Mexican national security officials say she could be deported immediately if freed, since she had worked in the country illegally.

But Cruz said that won't happen.

"If Brenda is found not guilty, Brenda will be able to leave Mexico without following that procedure," he said.

Martin will not be present to hear the judge read his decision, and is expected to remain in the prison, just down the street from the courthouse, and be told of the judgment around the same time.

Guards at the prison, armed with pistols and automatic rifles, were well aware of their Canadian inmate and the international stir her case has caused.

Media access to Martin, they said, has been strictly regulated because of how "politicized" the case has become.

A Mexican official at the prosecution's office defended the delays in the case, saying most were caused by defence requests as well as evidence entered by both sides, and requests for translation by Martin.

"The judge has now read through all the evidence and will be ready to announce his decision," the official said.

The Puente Grande women's prison that has been Martin's home for the last two years is part of a prison and court complex about an hour from Guadalajara. Checkpoints and barbed wire give way to dirt roads, concrete government building and prison watch towers.

The women's prison is smaller than a man's penitentiary along the same road, but all the buildings are frequented by a steady stream of friends, relatives and children visiting inmates with bags of food, toilet paper, water and other necessities.
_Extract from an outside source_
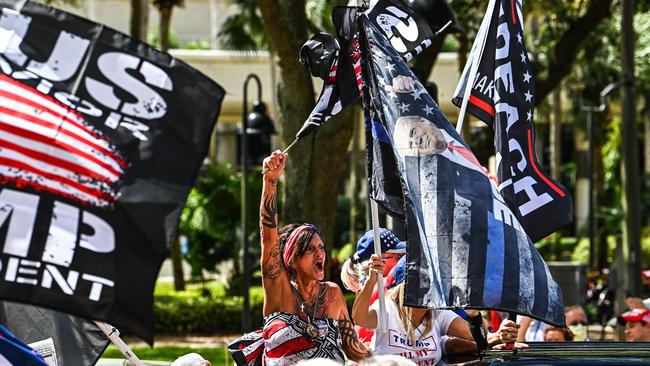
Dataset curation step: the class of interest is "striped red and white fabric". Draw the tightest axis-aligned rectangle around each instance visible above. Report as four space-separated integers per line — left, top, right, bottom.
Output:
0 75 128 207
263 312 344 366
Martin worked as a chef for Waage in Puerto Vallarta but was fired in 2001 because of a disagreement about his mother. She was paid $26,000 in severance and invested part of that money into Waage's business.
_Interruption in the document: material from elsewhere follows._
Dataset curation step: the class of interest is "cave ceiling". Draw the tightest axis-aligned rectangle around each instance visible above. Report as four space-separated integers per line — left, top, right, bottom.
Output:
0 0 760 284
She said she didn't know his business was fraudulent - a fact Waage backed up in a sworn statement.

But Mexican prosecutors allege that Martin knowingly accepted illegal funds.

Martin's friends and family fear for her mental and physical well-being. They have severely criticized the Canadian government for not doing more to help her.

She has attempted to commit suicide three times while in prison and lost more than 13 kilograms in weight.

Still, Martin has been allowed to make weekly telephone calls to her mother and participated in a prison beauty pageant.

Tieleman defended the pageant Monday, saying Martin was encouraged to take part because it would be a distraction and avoid causing problems with fellow inmates.

"She lives in prison, she does what they want her to do."